Bromodomain and Extraterminal Proteins as Novel Epigenetic Targets for Renal Diseases

Front Pharmacol. 2019 Nov 8;10:1315. doi: 10.3389/fphar.2019.01315. eCollection 2019.


Epigenetic mechanisms, especially DNA methylation and histone modifications, are dynamic processes that regulate the gene expression transcriptional program in normal and diseased states. The bromodomain and extraterminal (BET) protein family (BRD2, BRD3, BRD4, and BRDT) are epigenetic readers that, via bromodomains, regulate gene transcription by binding to acetylated lysine residues on histones and master transcriptional factors. Experimental data have demonstrated the involvement of some BET proteins in many pathological conditions, including tumor development, infections, autoimmunity, and inflammation. Selective bromodomain inhibitors are epigenetic drugs that block the interaction between BET proteins and acetylated proteins, thus exerting beneficial effects. Recent data have described the beneficial effect of BET inhibition on experimental renal diseases. Emerging evidence underscores the importance of environmental modifications in the origin of pathological features in chronic kidney diseases (CKD). Several cellular processes such as oxidation, metabolic disorders, cytokines, inflammation, or accumulated uremic toxins may induce epigenetic modifications that regulate key processes involved in renal damage and in other pathological conditions observed in CKD patients.
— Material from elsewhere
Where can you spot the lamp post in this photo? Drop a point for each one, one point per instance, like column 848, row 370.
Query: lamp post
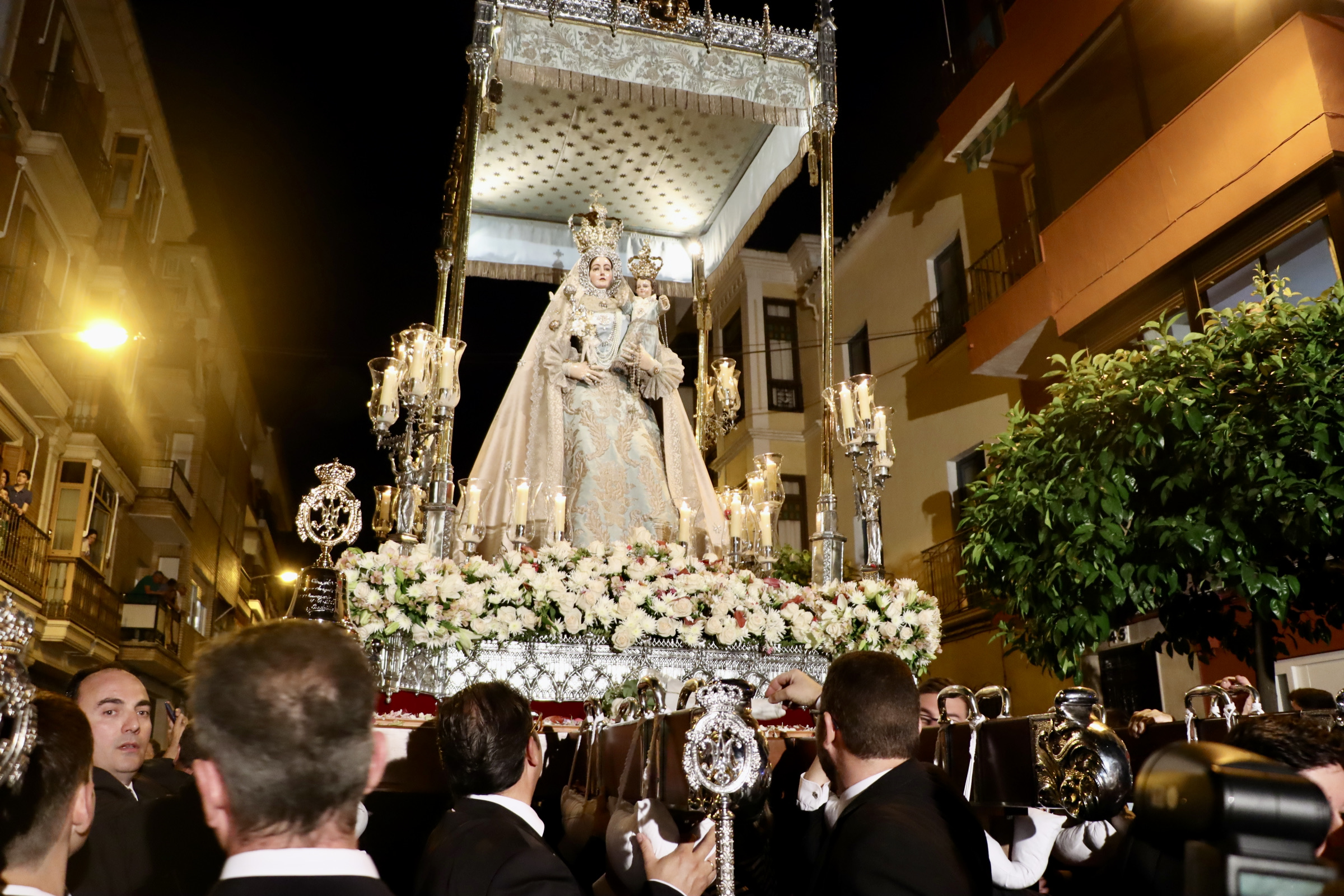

Here, we review how targeting bromodomains in BET proteins may regulate essential processes involved in renal diseases and in associated complications found in CKD patients, such as cardiovascular damage, highlighting the potential of epigenetic therapeutic strategies against BET proteins for CKD treatment and associated risks.

Keywords: BET proteins; chronic kidney disease; epigenetic modifications; fibrosis; inflammation; renal injury.